Few members of the Grey's Scouts were killed during the Rhodesian Bush War.

Following the end of Rhodesian Bush War the Grey's Scout's were retained in the new Zimbabwean Army. Many of its white officers reportedly resigned to serve in the South African Defence Force. It was mainly used to patrol Zimbabwe's borders and prevent poaching. In 1984 the Grey's Scouts formed part of a force that was used to enforce a curfew in Matabeleland South. This curfew greatly worsened food shortages in the drought-affected area. As part of this operation the Grey's Scouts were involved in fighting with rebels.

== Structure ==
The unit eventually reached a strength of 800 men. These included regular soldiers, territorials and conscripts. It drew on soldiers from other infantry regiments of the Rhodesian Army, who were then instructed in equestrianism as well as men with no horse experience. Specialist craftsmen such as farriers, smiths and manufacturers also formed part of the unit, and allowed it to be largely self-sufficient.

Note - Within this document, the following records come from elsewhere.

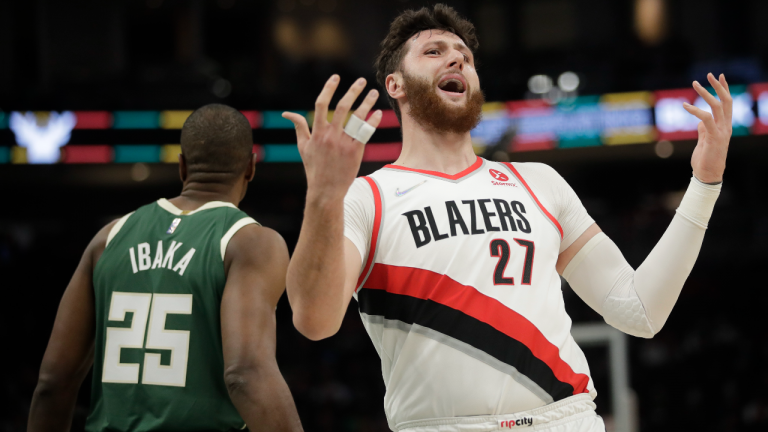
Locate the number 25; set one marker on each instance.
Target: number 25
(177, 341)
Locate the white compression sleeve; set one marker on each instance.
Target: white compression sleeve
(639, 302)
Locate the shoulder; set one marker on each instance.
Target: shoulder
(101, 239)
(256, 245)
(360, 191)
(535, 169)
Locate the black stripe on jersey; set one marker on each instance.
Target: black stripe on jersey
(460, 326)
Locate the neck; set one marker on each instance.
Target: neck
(194, 194)
(426, 149)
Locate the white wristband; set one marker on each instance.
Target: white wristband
(353, 125)
(358, 129)
(699, 201)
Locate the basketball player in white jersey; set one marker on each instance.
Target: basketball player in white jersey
(454, 260)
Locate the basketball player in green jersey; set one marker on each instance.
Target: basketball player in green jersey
(174, 306)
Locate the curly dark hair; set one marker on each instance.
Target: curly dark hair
(407, 24)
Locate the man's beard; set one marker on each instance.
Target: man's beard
(430, 111)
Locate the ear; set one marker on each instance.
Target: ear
(394, 84)
(250, 173)
(182, 168)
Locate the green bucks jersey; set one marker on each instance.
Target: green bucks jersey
(158, 354)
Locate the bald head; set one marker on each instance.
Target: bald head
(217, 139)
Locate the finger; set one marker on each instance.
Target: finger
(362, 111)
(375, 118)
(345, 104)
(323, 100)
(725, 97)
(300, 123)
(717, 107)
(702, 115)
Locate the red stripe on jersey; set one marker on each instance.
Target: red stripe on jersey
(374, 232)
(530, 191)
(428, 285)
(473, 167)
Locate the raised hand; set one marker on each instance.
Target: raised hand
(708, 160)
(331, 157)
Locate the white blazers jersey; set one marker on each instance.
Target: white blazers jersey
(460, 295)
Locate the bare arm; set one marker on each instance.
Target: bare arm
(256, 260)
(69, 355)
(319, 275)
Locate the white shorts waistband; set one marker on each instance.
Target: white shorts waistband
(554, 412)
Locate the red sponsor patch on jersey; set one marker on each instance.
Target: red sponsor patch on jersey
(498, 175)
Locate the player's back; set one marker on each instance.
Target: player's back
(158, 350)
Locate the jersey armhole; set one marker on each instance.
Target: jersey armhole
(374, 233)
(234, 229)
(116, 228)
(541, 207)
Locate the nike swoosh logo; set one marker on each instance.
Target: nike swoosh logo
(399, 194)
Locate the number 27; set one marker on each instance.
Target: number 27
(500, 249)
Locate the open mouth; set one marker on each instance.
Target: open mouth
(452, 85)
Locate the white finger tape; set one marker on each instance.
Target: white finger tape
(365, 133)
(353, 126)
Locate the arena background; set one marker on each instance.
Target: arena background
(129, 70)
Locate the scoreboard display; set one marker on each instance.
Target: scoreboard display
(78, 137)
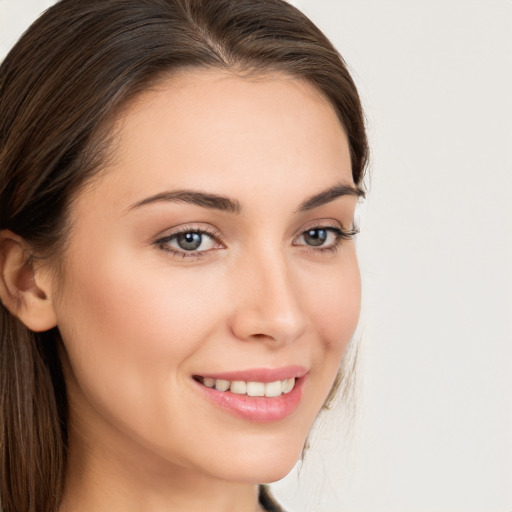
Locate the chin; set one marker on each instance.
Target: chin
(261, 465)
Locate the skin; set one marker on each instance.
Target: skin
(139, 321)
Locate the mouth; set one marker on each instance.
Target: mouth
(256, 395)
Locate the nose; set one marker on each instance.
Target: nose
(268, 302)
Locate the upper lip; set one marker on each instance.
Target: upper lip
(260, 374)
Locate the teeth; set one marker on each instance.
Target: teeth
(287, 385)
(240, 387)
(222, 385)
(256, 389)
(208, 382)
(273, 388)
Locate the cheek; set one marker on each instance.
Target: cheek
(337, 302)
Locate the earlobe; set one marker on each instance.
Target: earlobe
(22, 293)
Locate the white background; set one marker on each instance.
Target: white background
(434, 427)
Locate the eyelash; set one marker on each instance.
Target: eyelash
(339, 233)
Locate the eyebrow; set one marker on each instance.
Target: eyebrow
(330, 194)
(206, 200)
(226, 204)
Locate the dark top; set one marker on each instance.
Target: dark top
(267, 501)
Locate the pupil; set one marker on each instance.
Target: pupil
(315, 236)
(189, 241)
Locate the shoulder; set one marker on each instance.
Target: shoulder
(267, 501)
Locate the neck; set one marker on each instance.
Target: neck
(103, 478)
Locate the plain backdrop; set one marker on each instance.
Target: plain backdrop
(433, 429)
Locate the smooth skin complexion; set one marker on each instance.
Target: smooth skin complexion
(217, 239)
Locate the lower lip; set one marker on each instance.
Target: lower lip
(257, 408)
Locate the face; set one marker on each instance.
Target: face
(214, 250)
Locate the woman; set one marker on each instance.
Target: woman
(178, 276)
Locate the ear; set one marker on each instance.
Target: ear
(25, 292)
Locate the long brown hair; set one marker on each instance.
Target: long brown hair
(60, 87)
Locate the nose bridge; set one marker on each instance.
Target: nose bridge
(270, 304)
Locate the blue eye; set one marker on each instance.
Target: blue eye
(321, 237)
(316, 236)
(188, 242)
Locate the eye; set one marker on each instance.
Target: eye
(324, 237)
(317, 236)
(189, 242)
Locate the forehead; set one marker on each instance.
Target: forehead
(224, 132)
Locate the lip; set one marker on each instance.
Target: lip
(261, 374)
(258, 409)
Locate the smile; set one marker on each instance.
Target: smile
(255, 389)
(259, 395)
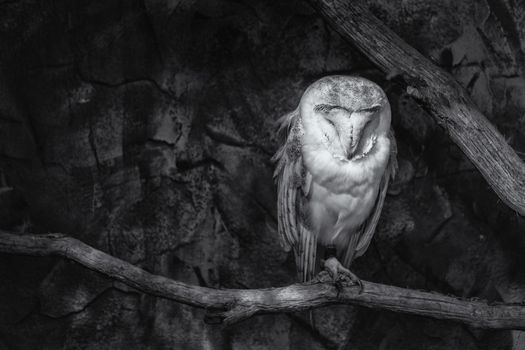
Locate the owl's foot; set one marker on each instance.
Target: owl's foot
(340, 274)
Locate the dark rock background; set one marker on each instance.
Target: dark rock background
(145, 128)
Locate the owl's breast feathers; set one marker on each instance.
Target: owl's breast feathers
(342, 193)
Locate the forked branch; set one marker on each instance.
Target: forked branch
(233, 305)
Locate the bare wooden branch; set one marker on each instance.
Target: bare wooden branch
(438, 92)
(233, 305)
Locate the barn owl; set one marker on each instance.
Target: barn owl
(332, 173)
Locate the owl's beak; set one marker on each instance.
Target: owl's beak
(361, 134)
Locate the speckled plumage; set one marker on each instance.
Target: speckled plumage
(333, 169)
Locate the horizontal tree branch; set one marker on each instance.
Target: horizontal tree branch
(233, 305)
(437, 91)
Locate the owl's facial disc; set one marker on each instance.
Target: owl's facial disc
(362, 133)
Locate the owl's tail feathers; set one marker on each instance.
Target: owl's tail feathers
(311, 319)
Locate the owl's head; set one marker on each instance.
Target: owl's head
(345, 114)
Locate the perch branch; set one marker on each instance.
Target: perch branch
(233, 305)
(437, 91)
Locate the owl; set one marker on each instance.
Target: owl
(332, 172)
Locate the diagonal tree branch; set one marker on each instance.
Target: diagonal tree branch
(233, 305)
(437, 91)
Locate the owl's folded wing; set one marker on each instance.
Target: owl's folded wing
(293, 182)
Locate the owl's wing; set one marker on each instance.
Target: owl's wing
(360, 243)
(293, 183)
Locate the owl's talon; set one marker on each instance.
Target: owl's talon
(341, 274)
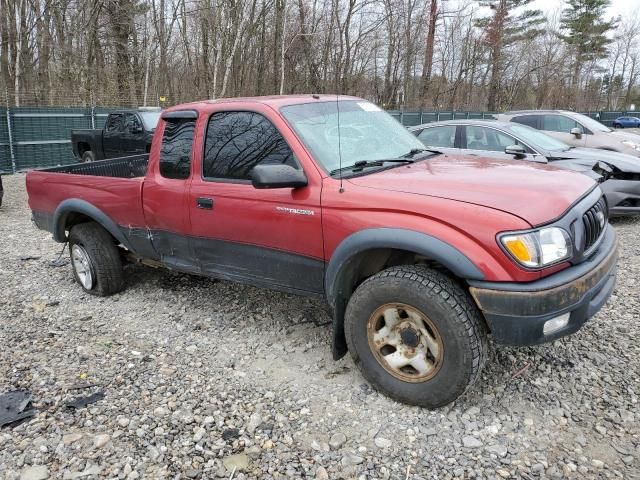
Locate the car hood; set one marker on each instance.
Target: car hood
(590, 156)
(537, 193)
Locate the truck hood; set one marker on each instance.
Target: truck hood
(537, 193)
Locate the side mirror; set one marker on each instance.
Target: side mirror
(516, 150)
(277, 176)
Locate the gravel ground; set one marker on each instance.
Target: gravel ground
(205, 379)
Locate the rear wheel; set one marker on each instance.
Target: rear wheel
(416, 335)
(88, 156)
(95, 259)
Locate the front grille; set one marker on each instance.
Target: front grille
(594, 221)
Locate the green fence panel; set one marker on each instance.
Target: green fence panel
(43, 155)
(5, 151)
(41, 135)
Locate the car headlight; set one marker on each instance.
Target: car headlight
(538, 248)
(631, 144)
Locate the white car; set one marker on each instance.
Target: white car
(576, 129)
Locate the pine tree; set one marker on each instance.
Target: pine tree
(511, 22)
(586, 32)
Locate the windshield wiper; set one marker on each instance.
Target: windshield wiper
(416, 151)
(362, 164)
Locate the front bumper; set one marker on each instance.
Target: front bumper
(516, 312)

The Grey's Scouts initially comprised a single squadron. By 1978 it was organised into three sabre squadrons, designated A, B, and C Squadrons, and a support squadron. Each of the sabre squadrons comprised three troops. The troops were made up of four eight-man sections with each section forming two four-man sticks. The support squadron included a reconnaissance troop, a tracking troop and a mortar section. The sabre squadrons had a total authorised strength of approximately 450 men and 400 horses. The unit came under the direct control of Combined Operations headquarters.

The horses used by the unit were mainly small cross breeds sourced from South Africa. Pack horses carried loads of up to 140 kg. The Grey's Scouts also had motor transport, including both non-armoured and mine-protected vehicles. These vehicles were used to rapidly redeploy elements of the unit, including horses.